The Actors Co-Op, housed at the Crossley Theater, in Hollywood, has given this show a wholly professional and rousing revival. While none of the music is particularly memorable (not one of us in my group recognized a single chord), it is utterly enjoyable, especially when rendered by such a high-quality cast. Director Richard Israel, choreographer Julie Hall and musical director Bryan Blaskie should be working on Broadway themselves (perhaps they already are?), if this production is any example of their creative abilities.
It is the actor/singer/dancers, however, that make “110 In The Shade” soar. I don’t know where Treva Tegtmeier (Lizzie) has been hiding (from me – her local awards prove I must be overlooking some great shows that she’s been in), but this is quite a woman. Not only can she sing like a belting angel, but her acting chops are just as formidable. When she expresses pain, or hope, or joy, everyone in the house feels it right along with her. All of it is in those soulful, beautiful eyes.
As Starbuck, Skylar Adams brings to the stage a wonderful strength and gentle sexiness, wrapped in a tall, rangy body. He moves very well and his singing, although not the strongest I’ve ever heard, is more than adequate for the role.
Lizzie’s all-male family is a terrific combination of warmly supportive of her dreams (Tim Hodgin as her father, the kind everyone should have), coldly dismissive of her attempts to find happiness (Jason Peter Kennedy as her oldest brother, Noah) and puppy-dog adoring of just about everything (David Crane as younger brother, Jimmy).
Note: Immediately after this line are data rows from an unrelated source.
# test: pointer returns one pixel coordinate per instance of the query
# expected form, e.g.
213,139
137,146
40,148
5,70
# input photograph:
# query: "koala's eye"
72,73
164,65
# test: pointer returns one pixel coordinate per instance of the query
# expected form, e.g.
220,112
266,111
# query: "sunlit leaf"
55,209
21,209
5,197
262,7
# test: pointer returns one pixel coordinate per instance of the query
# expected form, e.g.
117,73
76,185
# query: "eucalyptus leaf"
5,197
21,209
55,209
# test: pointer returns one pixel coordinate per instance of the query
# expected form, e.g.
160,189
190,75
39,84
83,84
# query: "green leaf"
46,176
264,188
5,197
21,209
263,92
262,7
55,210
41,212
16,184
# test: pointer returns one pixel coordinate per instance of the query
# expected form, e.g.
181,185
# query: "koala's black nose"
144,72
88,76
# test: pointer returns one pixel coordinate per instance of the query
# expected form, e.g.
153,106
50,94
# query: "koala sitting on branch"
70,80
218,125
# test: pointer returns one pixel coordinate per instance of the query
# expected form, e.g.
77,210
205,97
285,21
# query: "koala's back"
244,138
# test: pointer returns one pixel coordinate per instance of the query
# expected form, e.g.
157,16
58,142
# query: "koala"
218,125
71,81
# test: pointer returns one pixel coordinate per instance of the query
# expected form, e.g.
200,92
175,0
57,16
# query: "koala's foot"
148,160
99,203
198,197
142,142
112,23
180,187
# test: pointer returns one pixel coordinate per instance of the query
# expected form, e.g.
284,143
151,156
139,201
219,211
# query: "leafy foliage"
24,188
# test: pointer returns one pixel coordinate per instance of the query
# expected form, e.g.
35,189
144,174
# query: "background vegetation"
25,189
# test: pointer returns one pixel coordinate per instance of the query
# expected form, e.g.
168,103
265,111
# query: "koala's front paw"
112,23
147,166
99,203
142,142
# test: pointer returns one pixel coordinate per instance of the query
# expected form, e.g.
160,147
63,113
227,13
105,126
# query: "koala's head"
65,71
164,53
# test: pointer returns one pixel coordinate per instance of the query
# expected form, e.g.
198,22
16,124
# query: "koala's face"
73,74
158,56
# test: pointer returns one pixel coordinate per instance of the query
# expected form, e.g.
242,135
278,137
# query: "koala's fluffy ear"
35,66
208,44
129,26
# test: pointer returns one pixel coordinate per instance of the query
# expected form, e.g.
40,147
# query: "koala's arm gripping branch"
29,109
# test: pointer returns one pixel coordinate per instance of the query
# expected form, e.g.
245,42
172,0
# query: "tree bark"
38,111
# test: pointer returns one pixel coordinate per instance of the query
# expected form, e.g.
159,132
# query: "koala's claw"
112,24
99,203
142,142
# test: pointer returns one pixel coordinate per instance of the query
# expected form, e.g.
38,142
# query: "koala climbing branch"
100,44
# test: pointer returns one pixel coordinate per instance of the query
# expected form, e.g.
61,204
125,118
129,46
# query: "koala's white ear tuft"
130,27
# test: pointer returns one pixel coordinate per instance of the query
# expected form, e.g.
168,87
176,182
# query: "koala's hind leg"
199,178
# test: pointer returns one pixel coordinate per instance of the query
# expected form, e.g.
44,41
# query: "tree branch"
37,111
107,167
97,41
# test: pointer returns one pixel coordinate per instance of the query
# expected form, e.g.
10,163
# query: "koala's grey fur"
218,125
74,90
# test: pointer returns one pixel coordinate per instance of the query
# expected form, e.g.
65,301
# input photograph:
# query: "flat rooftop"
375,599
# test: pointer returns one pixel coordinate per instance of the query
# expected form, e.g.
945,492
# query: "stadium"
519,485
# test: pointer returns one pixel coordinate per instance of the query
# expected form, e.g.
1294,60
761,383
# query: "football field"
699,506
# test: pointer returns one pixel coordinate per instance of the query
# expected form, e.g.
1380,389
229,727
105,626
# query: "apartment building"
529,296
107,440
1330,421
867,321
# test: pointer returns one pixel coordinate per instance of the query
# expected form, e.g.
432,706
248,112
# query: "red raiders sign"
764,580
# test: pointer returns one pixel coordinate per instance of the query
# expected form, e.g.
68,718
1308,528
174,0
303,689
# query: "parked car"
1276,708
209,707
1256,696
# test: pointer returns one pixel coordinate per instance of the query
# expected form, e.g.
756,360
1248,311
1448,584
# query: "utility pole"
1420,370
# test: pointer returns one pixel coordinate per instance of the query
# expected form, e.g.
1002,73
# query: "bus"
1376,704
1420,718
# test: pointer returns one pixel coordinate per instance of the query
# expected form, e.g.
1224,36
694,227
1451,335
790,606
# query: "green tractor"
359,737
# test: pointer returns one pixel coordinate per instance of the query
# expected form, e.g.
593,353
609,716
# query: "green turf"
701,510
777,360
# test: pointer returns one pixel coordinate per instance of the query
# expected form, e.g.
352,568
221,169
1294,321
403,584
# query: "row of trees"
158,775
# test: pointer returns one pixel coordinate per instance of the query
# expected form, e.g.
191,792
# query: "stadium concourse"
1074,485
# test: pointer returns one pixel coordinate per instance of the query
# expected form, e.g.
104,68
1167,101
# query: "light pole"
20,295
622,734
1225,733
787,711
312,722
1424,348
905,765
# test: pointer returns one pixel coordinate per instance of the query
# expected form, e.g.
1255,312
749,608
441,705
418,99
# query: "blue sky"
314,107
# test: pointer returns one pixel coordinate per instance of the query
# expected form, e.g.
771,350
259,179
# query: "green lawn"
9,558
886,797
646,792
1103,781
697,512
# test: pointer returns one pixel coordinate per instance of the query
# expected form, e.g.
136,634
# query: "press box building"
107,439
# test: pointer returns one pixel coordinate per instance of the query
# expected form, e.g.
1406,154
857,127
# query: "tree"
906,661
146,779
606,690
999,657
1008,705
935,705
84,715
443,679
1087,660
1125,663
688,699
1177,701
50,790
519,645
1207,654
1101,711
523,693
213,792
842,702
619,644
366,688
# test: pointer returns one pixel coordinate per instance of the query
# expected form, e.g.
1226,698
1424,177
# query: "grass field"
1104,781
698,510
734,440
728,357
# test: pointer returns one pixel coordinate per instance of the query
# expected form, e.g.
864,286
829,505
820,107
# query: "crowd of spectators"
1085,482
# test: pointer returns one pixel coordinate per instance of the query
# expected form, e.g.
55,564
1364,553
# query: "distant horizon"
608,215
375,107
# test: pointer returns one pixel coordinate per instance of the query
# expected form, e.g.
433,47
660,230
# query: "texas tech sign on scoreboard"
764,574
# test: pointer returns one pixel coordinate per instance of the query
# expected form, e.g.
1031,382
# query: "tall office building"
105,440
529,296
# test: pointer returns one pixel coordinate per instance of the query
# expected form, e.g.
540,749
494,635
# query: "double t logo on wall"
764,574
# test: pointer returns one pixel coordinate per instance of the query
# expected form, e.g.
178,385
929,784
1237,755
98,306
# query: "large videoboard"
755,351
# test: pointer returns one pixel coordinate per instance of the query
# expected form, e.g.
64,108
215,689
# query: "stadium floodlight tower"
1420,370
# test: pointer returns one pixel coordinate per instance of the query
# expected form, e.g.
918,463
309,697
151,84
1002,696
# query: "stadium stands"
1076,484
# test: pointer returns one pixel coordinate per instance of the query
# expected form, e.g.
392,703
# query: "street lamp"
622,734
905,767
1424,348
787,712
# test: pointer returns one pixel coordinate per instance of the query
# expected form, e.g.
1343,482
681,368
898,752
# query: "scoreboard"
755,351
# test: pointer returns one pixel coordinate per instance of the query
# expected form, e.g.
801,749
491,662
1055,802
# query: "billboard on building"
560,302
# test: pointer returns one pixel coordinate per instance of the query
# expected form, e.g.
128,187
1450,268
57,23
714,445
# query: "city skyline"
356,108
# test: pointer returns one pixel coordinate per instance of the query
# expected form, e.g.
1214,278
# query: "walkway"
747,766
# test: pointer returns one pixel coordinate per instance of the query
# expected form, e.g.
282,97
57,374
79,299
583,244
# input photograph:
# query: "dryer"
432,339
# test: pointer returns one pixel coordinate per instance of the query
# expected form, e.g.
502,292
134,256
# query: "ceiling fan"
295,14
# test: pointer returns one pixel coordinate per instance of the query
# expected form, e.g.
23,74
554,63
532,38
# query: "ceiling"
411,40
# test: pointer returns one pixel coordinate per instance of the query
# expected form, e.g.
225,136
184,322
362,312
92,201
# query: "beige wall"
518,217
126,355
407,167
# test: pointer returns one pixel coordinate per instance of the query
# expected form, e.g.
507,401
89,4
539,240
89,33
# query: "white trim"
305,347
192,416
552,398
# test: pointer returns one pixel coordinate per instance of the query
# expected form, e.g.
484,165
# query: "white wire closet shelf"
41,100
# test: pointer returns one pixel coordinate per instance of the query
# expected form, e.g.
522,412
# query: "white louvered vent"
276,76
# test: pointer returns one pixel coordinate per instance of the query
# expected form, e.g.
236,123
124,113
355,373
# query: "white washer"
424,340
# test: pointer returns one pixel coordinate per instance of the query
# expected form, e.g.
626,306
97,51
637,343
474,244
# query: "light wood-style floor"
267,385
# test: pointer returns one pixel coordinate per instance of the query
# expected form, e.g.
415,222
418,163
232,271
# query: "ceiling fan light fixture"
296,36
Crane, in fact, is the true scene-stealer in this show. Between his uncontrollable grin, his lanky Ray Bolger-esque dancing, and his moments of sudden clear-sightedness and protectiveness of his sister, this is an actor to keep your eyes on down the road.
I wish I had time to mention every other principal by name, but there are too many fine performances here and time’s a-wastin’, I’m afeard. (By the way, the ensemble singers and dancers acquit themselves very professionally, too, and there are plenty of them.) All of us enjoyed every moment of this production and I, for one, wish I had time to re-visit it. Know what? Suddenly, a nice, tall, cool glass of lemonade is calling me.